A sharp division of opinion emerged at an Evanston Design and Project Review Committee meeting Wednesday over the merits of a plan to turn a long-vacant storefront building into a restaurant.
Former 5th Ward alderman Delores Holmes, joined by several other long-term residents, opposed the proposal, while newly elected Alderman Robin Rue Simmons, 5th Ward, supported it.
Bennett Johnson said the 27-foot-wide storefront had been built in the 1930s as a grocery store. “My mother worked there,” Johnson added.
The 1829 Simpson building, in an image from Google Maps.

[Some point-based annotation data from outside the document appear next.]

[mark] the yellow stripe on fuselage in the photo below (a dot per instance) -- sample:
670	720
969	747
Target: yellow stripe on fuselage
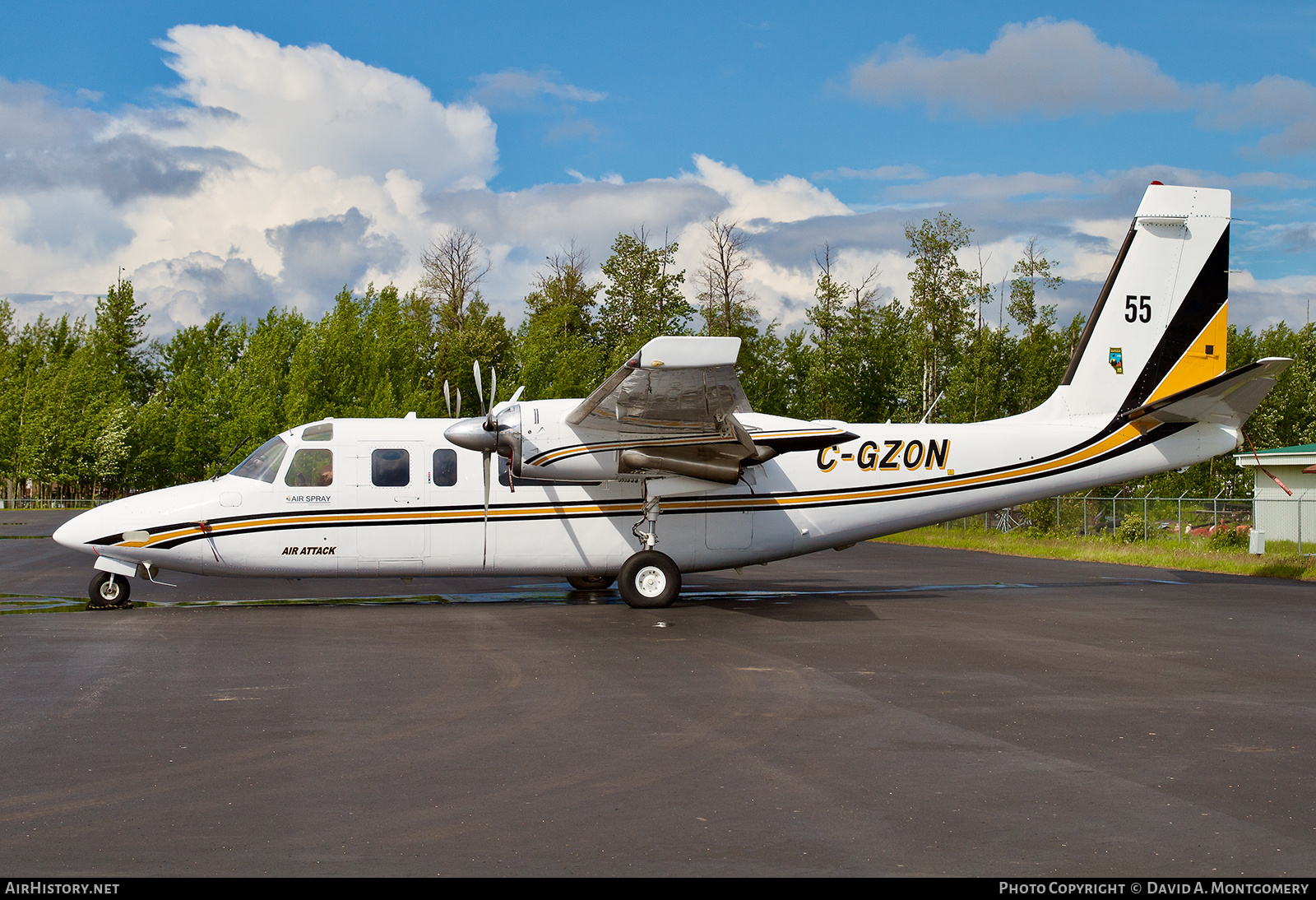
633	507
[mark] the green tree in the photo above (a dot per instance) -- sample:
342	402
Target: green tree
556	345
940	298
644	298
1041	350
118	337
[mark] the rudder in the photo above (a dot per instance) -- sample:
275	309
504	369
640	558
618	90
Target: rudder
1161	322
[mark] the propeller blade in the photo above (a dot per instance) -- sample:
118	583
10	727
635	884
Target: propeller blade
484	564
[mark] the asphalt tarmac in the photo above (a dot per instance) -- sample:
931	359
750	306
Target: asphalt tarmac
882	711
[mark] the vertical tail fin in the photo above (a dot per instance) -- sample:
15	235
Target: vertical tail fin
1161	322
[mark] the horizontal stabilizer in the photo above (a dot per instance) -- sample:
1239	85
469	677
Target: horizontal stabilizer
1227	399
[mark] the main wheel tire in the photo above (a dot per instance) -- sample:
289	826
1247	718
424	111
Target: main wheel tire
109	592
591	582
649	581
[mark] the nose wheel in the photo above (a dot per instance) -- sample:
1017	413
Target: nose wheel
649	581
109	591
590	582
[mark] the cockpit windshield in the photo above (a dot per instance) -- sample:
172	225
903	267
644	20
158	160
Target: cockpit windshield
263	465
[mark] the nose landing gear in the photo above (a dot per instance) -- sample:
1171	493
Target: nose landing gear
109	591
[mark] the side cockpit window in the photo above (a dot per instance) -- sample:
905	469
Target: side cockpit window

About 2003, sometime after the last retail operation in the building closed, the zoning for the property was changed from commercial to residential , and it has remained vacant for the bulk of the time since.
A rendering of the proposed restaurant facade.

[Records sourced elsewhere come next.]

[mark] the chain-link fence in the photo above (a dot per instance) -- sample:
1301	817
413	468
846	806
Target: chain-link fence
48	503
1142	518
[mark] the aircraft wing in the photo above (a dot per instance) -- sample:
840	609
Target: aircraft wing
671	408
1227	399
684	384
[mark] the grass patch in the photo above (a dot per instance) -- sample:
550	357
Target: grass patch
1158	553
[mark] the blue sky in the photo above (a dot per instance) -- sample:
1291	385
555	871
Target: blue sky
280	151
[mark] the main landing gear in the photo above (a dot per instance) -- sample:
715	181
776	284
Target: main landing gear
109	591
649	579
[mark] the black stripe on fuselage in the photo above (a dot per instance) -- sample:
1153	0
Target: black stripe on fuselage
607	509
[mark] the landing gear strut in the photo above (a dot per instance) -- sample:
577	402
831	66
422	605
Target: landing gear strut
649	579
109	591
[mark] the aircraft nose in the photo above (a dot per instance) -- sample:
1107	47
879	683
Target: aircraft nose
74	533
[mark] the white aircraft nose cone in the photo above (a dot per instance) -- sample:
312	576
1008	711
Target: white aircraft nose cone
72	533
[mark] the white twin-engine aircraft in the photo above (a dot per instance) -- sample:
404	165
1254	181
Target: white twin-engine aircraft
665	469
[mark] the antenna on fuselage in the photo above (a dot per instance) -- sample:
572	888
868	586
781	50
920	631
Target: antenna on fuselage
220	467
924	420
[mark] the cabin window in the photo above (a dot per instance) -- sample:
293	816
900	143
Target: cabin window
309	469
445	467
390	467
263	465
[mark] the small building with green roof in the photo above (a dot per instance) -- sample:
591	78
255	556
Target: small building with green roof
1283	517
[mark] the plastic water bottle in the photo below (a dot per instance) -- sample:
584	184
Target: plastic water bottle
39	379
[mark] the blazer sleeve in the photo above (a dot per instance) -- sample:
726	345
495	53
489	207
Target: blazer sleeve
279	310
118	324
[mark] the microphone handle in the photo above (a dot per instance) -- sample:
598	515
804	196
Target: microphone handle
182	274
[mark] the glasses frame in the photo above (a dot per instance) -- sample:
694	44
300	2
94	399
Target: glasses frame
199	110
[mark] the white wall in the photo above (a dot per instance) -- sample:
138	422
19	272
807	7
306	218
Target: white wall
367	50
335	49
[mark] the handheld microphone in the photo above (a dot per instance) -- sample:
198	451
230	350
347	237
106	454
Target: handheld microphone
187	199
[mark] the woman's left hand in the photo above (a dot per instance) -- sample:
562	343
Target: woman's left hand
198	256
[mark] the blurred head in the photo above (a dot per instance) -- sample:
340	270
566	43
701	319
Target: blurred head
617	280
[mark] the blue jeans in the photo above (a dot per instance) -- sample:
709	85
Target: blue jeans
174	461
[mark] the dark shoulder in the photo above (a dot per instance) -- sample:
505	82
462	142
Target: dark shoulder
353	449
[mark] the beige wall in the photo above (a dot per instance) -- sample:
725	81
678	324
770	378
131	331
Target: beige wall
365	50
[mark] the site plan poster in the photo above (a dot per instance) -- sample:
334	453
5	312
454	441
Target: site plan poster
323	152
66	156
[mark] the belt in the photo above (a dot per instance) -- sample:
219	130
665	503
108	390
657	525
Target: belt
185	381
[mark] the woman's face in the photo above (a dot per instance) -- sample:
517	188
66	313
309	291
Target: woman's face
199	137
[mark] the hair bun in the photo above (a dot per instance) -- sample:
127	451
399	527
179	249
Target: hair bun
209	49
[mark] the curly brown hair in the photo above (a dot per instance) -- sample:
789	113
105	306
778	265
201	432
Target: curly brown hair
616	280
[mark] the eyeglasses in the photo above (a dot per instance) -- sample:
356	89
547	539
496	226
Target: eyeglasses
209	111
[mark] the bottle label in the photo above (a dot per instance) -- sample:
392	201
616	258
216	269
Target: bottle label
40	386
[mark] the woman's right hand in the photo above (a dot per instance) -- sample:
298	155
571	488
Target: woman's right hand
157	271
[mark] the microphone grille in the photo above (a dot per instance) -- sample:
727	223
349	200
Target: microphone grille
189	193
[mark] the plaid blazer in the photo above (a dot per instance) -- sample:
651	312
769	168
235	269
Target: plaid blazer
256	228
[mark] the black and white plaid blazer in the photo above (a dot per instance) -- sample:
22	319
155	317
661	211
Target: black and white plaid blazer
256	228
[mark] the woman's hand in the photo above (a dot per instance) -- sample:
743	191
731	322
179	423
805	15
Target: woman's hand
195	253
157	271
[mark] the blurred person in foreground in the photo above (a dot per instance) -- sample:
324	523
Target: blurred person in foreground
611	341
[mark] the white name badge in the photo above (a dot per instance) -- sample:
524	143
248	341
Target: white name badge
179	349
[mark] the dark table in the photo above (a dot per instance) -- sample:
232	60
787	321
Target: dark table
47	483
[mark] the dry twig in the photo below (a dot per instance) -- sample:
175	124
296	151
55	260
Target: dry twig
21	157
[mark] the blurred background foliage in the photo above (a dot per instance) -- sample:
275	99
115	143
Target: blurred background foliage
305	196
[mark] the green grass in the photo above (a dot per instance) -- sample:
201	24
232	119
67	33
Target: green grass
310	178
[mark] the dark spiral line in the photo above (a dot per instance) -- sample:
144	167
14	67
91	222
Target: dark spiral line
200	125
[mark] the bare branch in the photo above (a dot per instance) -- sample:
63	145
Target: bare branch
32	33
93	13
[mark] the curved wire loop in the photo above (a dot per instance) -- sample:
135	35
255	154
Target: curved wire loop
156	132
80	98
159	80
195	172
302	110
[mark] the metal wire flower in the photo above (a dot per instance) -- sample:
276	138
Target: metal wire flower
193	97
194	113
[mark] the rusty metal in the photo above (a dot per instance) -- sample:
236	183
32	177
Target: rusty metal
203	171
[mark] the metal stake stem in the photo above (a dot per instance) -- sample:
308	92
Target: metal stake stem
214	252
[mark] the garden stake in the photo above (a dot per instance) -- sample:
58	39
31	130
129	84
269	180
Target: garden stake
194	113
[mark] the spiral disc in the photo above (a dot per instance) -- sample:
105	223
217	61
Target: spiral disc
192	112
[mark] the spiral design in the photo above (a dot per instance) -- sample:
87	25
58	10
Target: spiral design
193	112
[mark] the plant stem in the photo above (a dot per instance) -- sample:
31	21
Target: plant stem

A plan to turn it into a cabinetry workshop was rejected by City Council in 2008. A concept to redevelop the building for affordable housing failed. And Holmes was unsuccessful in persuading her City Council colleagues to have the city buy the building and add it to the adjacent Twiggs Park.
Robin Rue Simmons.
Rue Simmons, based on a discussion of the proposal at a recent ward meeting, said, “There’s been agreement amongst the community that a full-service restaurant would be welcomed here. We’re looking forward to it.”
But Donna Richardson, who lives in the 2000 block of Dodge, said this is the first year that she can sit on her front porch and use the park, after several years of heavy police activity in the neighborhood.

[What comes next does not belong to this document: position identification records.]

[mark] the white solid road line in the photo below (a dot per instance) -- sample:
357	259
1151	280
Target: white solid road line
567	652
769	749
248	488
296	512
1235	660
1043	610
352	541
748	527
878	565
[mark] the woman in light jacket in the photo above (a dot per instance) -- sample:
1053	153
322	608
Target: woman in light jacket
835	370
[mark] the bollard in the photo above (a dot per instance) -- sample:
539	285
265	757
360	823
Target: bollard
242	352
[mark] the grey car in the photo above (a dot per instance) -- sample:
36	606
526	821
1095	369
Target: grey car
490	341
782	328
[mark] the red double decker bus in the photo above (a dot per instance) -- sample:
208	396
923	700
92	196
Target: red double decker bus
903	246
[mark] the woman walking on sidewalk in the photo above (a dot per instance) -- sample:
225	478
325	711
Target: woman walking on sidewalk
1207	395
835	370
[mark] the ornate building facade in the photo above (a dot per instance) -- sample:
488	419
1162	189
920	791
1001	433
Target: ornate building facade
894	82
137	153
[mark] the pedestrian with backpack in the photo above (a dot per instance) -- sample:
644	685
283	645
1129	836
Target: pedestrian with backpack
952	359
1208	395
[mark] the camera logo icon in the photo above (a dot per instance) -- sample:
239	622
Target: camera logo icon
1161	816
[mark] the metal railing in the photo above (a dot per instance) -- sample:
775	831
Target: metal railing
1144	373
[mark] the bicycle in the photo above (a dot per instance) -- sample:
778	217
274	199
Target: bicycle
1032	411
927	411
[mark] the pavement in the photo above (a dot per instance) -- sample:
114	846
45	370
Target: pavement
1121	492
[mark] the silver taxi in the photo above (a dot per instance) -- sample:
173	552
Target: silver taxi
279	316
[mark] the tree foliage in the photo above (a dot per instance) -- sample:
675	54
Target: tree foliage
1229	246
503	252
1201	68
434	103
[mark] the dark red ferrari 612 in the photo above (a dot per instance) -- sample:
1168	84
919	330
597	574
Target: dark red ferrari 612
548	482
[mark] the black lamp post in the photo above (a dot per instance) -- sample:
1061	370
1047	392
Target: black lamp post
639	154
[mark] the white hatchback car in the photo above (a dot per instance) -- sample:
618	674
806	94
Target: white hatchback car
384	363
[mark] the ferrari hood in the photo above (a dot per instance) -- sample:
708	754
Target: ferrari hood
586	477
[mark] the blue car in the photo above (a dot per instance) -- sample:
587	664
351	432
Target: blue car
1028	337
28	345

“The idea of bringing alcohol into the community is not very appealing to me,” Richardson said, “When you bring alcohol, you bring in problems and fights.”
Would-be restaurant operator Arkady Kats, who’s also a building contractor, said he has no plans to sell liquor at the restaurant.
Kats, who with his wife Rita owned the Bread ‘n’ Bowl Company restaurant in Niles last decade, said he planned to offer soups and shish kabobs and salads at the restaurant, which would offer year-round seating for about 25 patrons, carry-out service, and a patio area in the rear for additional summertime seating.
Former Evanston City Clerk Rodney Greene said, “We really don’t need a restaurant. This piece of property could be used for affordable housing.”
“If it’s a restaurant,” Greene said, “sooner or later there’ll be liquor because they own’t be making enough off the food.”
Madelyn Ducre said, “I don’t want to see that zoning changed for that kind of restaurant. Now, if it was red beans and rice and fried chicken, I might think about it.”
After discussing several details of the design for the project — including fencing to screen the patio area from an apartment building to the east and how garbage carts would need to be used to place trash at the curb — the committee voted to continue discussion of the proposal at its next meeting, at 2:30 p.m. Wednesday, Aug. 23, at the Civic Center.